((Le soir entre,...)
Par le bois
(Le soir entre,...)
Le soir entre, s'assied dans la pénombre rouge,
Dresse ses ailes d'ombre en la clarté qui bouge
Et rêve! Il est notre hôte, accueillons-le tous deux
Et laissons librement à l'essor vaporeux
Qui nous vient visiter, la porte large ouverte.
Ecoute! La forêt, non plus chantante et verte,
Mais rauque et ténébreuse autour de nous s'endort
Pendant que de la mousse une amertume sort,
Apre, qui vient griser d'un pénétrant breuvage
Nos sens très affinés de faune ou de sauvage.
Senteurs de source fraîche et de menthe et de buis
Montent comme à la bouche obscure d'un vieux puits;
Senteur de l'infini, senteurs de la nuit nue
Dont la bleuâtre chair frissonne et se dilue
A la vitre où s'épand la vive floraison
Des fantasques bouquets éclos par les tisons,
Calices crépitants aux sanglantes macules,
Fleurs dont chaque pistil s'étire et gesticule.

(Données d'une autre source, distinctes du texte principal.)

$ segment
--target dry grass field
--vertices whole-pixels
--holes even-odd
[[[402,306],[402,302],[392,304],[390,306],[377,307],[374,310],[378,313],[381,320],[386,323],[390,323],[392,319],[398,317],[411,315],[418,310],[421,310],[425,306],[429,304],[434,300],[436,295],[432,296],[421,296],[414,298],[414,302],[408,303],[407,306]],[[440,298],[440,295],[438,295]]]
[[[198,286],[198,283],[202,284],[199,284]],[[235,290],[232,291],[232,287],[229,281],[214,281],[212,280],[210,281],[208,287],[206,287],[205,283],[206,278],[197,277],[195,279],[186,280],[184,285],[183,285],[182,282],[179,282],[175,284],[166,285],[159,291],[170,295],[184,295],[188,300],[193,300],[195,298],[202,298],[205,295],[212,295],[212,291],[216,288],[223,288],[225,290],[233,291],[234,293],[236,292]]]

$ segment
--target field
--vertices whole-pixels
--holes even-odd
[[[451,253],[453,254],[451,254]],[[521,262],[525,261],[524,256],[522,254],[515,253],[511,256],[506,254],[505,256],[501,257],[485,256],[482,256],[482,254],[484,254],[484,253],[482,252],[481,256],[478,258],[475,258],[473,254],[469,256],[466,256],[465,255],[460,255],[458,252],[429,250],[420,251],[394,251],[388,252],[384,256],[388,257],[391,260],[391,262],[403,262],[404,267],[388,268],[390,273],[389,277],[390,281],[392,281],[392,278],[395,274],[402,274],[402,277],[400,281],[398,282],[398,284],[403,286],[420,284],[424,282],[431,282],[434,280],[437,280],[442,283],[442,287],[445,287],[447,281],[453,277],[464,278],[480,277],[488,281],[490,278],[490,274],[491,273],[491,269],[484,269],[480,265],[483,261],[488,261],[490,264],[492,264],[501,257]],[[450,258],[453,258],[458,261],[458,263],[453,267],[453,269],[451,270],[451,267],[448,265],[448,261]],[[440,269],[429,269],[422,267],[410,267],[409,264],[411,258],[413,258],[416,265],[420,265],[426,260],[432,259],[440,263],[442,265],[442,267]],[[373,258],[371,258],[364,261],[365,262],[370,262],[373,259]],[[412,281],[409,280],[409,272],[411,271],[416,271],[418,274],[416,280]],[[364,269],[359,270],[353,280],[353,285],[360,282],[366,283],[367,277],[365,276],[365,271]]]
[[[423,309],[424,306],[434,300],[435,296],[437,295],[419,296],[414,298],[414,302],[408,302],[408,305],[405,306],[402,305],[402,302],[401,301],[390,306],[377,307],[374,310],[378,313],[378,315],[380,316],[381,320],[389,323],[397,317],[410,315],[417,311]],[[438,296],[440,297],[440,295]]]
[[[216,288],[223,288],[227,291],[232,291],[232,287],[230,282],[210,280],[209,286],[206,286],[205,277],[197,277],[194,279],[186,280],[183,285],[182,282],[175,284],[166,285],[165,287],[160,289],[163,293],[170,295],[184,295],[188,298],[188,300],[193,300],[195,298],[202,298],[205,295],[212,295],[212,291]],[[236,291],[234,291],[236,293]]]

Jette ces épineux ajoncs sur les landiers
Et restons genoux à genoux près du foyer.
Du reflet empourpré de nos songes s'éclairent
Nos coeurs avec les murs du logis solitaire;
L'univers trop étroit a disparu pour nous;
Nous ne sommes qu'un couple uni de ramier doux
Qui vivent inconnus par la forêt profonde,
Blottis l'un contre l'autre et livrés à l'instinct,
Libérés de penser comme pense le monde.
Et rien autour de nous de gênant et d'humain,
Des bêtes seulement dont nous partageons l'âme,
Un cerf énamouré sous la lune qui brame,
Et peut-être, à travers la nuit s'épaississant,
Muet et promenant des yeux phosphorecents,
Un loup. Partout l'espace et la fruste nature,
Et le bois fraternel ouvrant son arche obscure,
Et la terre et le ciel et le vaste au delà
Qu'un dogme mensonger trop longtemps nous voila;
Loin des ineptes freins qu'ont accepté les hommes,
Ah! soyons tout entiers enfin ce que nous sommes;
Dans la hutte sauvage avec son toit de joncs,
Percevons l'infini puisque nous nous aimons.
Et laisse entrer le soir, qu'il s'asseye et protège
Le seuil clos et le lit près de la cendre tiède
Où la flamme indécise en vacillant s'éteint.
Serrés l'un contre l'autre et livrés à l'instinct,
Au farouche désir, tel un fleuve à la rive,
Nous saurons deviner avec sa profondeur
Et son déchaînement l'étreinte primitive,
Et dans son abandon nous aimer comme on meurt.